Perhaps the most obvious sector, is the one who’s dependent on making money from your cash: payment companies like Visa and Mastercard. Both have invested in mobile payments systems. They believe that payments will, over time, move from credit and debit cards to smartphones. They already have the systems in place to process payments – Visa processes $4tn worth of payments annually – and they make a small sum for every transaction. For payments companies, mobile payments are the future of their industry, so they’re making sure they’re part of it.
Mobile network operators, including recently rebranded EE, Vodafone and O2, are facing a fork in the road. One path leads to them becoming providers of wireless data. This path essentially makes them utilities like energy suppliers or water companies. This low-growth, generic product path is one they’re absolutely petrified of. The other route they can take is the horribly jargon-ised “move further up the value chain”. The idea is to provide services to customers that add value beyond data and phone calls. The operators hope that one of these additional services will be payments. The beauty of mobile payments is that they offer strong growth potential and that payment processing fees to do not fall directly on the consumer. So exciting are the potential revenue streams, that EE, Vodafone and O2 have worked together to build a common standard for mobile payments.
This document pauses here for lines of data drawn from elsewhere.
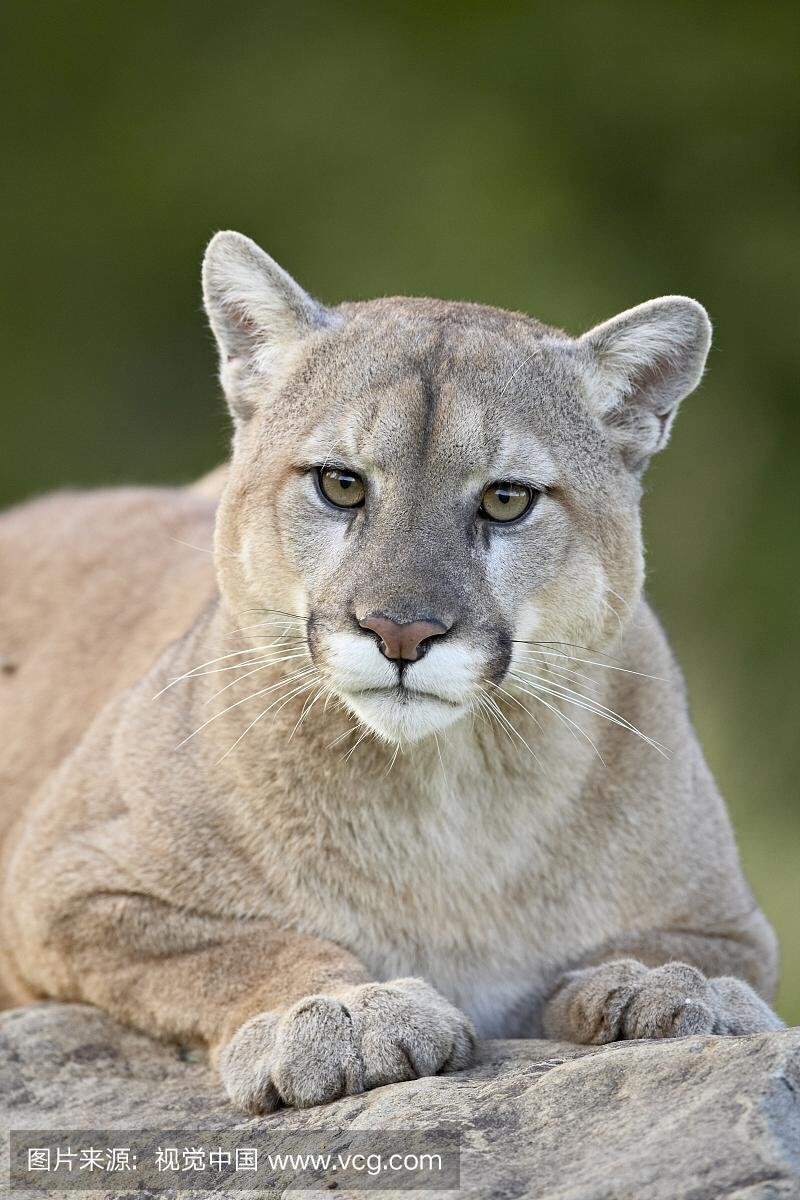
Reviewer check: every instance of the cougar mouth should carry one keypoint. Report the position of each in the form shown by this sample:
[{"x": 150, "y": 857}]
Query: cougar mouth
[{"x": 405, "y": 695}]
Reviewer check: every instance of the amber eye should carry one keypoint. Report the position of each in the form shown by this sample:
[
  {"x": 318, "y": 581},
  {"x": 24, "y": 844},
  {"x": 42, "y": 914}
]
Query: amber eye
[
  {"x": 342, "y": 489},
  {"x": 506, "y": 502}
]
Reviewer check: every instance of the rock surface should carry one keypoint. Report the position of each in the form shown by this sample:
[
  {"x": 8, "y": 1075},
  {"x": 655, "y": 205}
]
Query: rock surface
[{"x": 698, "y": 1117}]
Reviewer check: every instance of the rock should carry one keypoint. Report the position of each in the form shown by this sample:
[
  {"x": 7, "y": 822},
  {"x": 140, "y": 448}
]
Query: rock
[{"x": 697, "y": 1117}]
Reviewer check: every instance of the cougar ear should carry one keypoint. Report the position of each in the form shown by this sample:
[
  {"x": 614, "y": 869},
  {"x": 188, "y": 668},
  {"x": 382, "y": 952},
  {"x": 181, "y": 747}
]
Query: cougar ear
[
  {"x": 641, "y": 366},
  {"x": 254, "y": 309}
]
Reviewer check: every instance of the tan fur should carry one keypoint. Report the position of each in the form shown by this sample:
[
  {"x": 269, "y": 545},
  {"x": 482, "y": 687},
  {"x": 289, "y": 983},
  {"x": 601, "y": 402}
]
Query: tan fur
[{"x": 326, "y": 922}]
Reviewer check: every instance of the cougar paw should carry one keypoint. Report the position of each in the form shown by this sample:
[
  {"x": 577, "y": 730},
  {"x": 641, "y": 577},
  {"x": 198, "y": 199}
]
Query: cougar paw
[
  {"x": 625, "y": 1000},
  {"x": 331, "y": 1045}
]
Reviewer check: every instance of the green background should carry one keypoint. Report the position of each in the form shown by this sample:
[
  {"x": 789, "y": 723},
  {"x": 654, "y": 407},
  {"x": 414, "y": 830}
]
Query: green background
[{"x": 566, "y": 160}]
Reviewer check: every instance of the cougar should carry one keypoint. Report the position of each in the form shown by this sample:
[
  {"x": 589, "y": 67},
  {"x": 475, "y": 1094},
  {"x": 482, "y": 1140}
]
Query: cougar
[{"x": 407, "y": 760}]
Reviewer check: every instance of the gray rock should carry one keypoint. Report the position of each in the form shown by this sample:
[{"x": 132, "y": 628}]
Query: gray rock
[{"x": 697, "y": 1117}]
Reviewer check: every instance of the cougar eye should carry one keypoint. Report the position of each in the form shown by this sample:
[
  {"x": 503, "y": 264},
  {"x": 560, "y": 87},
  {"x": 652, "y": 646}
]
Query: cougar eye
[
  {"x": 342, "y": 489},
  {"x": 506, "y": 502}
]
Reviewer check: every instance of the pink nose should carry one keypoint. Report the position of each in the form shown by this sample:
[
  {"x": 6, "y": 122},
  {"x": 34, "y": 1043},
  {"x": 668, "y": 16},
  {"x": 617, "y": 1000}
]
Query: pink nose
[{"x": 403, "y": 641}]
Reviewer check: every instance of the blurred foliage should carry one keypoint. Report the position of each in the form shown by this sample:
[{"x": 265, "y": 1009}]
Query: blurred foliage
[{"x": 566, "y": 160}]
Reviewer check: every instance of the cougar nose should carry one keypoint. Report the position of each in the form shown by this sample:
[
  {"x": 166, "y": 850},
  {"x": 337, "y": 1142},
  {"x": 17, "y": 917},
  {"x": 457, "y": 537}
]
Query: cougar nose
[{"x": 405, "y": 641}]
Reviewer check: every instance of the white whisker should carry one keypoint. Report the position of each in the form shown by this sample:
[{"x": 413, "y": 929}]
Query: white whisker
[
  {"x": 587, "y": 703},
  {"x": 282, "y": 701},
  {"x": 263, "y": 691},
  {"x": 260, "y": 666}
]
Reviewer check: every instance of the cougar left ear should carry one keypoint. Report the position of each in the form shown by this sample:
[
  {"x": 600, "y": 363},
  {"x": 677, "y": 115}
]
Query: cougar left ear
[
  {"x": 254, "y": 309},
  {"x": 639, "y": 367}
]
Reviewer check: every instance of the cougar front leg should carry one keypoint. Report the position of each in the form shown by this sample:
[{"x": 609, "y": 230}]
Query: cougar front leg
[
  {"x": 661, "y": 987},
  {"x": 288, "y": 1019}
]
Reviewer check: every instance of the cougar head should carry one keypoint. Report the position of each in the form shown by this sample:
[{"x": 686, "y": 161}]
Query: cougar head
[{"x": 432, "y": 484}]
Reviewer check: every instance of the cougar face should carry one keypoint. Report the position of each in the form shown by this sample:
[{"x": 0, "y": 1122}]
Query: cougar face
[{"x": 431, "y": 485}]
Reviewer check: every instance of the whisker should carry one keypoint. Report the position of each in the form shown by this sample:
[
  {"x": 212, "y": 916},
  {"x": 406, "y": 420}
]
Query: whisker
[
  {"x": 262, "y": 666},
  {"x": 234, "y": 654},
  {"x": 547, "y": 665},
  {"x": 263, "y": 691},
  {"x": 570, "y": 724},
  {"x": 606, "y": 666},
  {"x": 510, "y": 725},
  {"x": 282, "y": 701},
  {"x": 356, "y": 744},
  {"x": 589, "y": 705},
  {"x": 342, "y": 736},
  {"x": 391, "y": 763},
  {"x": 306, "y": 709}
]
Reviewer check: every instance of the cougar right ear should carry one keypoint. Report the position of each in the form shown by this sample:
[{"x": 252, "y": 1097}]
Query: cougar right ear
[
  {"x": 254, "y": 307},
  {"x": 642, "y": 364}
]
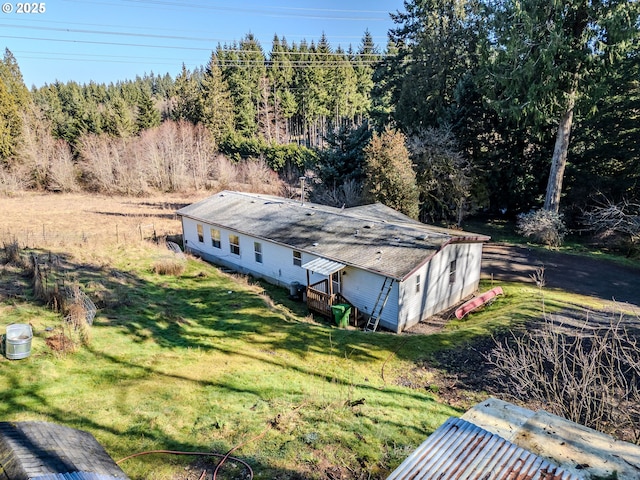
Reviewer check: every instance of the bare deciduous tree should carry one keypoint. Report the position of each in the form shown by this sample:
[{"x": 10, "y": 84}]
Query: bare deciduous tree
[
  {"x": 543, "y": 226},
  {"x": 615, "y": 219},
  {"x": 444, "y": 175},
  {"x": 589, "y": 374}
]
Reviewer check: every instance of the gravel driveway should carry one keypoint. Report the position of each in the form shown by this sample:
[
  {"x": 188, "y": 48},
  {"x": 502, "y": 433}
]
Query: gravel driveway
[{"x": 573, "y": 273}]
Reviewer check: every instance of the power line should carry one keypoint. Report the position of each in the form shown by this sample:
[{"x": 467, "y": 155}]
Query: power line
[{"x": 260, "y": 11}]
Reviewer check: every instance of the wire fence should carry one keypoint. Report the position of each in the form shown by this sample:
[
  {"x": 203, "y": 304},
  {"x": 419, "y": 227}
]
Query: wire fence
[{"x": 46, "y": 237}]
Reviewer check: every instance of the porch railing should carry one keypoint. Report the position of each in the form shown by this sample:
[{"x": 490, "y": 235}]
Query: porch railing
[{"x": 320, "y": 301}]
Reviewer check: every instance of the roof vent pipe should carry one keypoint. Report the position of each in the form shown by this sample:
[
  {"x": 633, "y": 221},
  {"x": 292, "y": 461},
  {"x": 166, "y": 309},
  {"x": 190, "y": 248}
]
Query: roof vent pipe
[{"x": 302, "y": 179}]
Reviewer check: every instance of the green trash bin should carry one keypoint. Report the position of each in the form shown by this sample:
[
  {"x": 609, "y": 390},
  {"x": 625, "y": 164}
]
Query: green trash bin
[{"x": 341, "y": 312}]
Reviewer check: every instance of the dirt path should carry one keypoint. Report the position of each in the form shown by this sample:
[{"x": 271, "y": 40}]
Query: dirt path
[{"x": 573, "y": 273}]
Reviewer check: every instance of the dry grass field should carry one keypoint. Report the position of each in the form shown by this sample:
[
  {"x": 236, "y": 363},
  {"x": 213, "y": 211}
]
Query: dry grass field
[{"x": 53, "y": 220}]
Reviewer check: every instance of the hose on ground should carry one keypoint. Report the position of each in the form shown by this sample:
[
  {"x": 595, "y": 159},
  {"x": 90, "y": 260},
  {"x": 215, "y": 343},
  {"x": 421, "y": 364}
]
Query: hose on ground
[{"x": 201, "y": 454}]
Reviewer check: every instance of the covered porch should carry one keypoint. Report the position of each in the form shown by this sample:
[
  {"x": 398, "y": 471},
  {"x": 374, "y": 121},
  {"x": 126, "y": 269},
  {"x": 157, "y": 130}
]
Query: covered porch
[{"x": 322, "y": 295}]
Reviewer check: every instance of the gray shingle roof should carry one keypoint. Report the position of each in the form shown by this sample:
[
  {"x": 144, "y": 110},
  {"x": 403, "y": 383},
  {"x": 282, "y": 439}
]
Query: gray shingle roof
[{"x": 372, "y": 237}]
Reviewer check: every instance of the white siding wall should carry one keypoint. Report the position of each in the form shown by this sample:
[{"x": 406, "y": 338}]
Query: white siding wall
[
  {"x": 277, "y": 260},
  {"x": 437, "y": 293},
  {"x": 405, "y": 307},
  {"x": 362, "y": 288}
]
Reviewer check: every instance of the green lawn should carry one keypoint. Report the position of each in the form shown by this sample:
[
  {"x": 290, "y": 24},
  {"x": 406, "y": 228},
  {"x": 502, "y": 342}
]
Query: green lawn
[{"x": 205, "y": 361}]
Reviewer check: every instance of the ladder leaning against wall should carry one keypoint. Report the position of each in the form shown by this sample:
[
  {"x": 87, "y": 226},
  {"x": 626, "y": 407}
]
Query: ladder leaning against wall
[{"x": 381, "y": 301}]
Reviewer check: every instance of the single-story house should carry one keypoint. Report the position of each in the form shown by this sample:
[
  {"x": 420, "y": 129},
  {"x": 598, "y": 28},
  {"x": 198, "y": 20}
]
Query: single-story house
[{"x": 394, "y": 270}]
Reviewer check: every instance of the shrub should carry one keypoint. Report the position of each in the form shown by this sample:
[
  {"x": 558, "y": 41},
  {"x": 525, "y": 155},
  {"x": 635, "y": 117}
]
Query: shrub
[
  {"x": 588, "y": 374},
  {"x": 542, "y": 226}
]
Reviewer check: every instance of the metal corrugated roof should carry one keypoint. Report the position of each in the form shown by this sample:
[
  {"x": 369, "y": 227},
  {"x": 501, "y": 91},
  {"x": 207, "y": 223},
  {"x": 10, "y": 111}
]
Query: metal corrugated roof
[
  {"x": 322, "y": 266},
  {"x": 372, "y": 238},
  {"x": 459, "y": 449}
]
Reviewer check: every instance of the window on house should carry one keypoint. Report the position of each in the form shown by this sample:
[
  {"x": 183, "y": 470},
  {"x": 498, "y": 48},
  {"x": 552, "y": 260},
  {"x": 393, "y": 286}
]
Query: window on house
[
  {"x": 257, "y": 250},
  {"x": 234, "y": 244},
  {"x": 215, "y": 237}
]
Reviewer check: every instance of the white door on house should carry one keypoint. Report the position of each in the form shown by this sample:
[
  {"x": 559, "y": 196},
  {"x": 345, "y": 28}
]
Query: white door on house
[{"x": 336, "y": 282}]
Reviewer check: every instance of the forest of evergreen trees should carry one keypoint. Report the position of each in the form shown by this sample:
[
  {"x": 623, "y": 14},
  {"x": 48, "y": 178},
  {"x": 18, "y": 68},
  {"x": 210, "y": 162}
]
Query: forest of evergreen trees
[{"x": 471, "y": 106}]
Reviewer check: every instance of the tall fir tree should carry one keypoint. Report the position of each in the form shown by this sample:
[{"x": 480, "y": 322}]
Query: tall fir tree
[
  {"x": 217, "y": 107},
  {"x": 548, "y": 55},
  {"x": 389, "y": 176},
  {"x": 147, "y": 115}
]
Loyalty schemes have been one of the great innovations in retail history. Such schemes have enabled retailers to move from marketing their wares to segments of society, to marketing to individuals. Mobile wallets would enable them to capture more data by ensuring they record online purchasing data as well the offline purchases at the tills. It means they’ll never miss a transaction.
Internet and Technology Firms
Google already have a wallet, Apple have taken tentative steps with the creation their Passbook and start ups like Square and iZettle are bridging the gap by providing card reader attachments for attachments for smartphones. The Googles in this space are driving innovation partly because they’re in an industry that is changing rapidly and those who don’t innovate fail, and partly because, like retailers, they seek to add to their vast stores of consumer data. The Squares and their ilk are in the market because they seek to disrupt the payments industry – either by usurping Visa and Mastercard or by adding a whole new group of consumers and small businesses to the electronic payments industry.
So who’s going to win?
In the short term, no one is. Cash and cards remain at the centre of the payments ecosystem. That’s not going to change in the short term. However, systems like Square, which incorporate card readers but also go beyond those to visual recognition and automated payments, will be common in the not-too-distant future. A lot of money is at stake and a lot of companies are fighting for a piece of it.
When winners do appear, there won’t be many of them. Much like the smartphone ecosystem battle, retailers and consumers will gravitate to one or two systems. So the race is on to find out who’s able to get your money from your phone.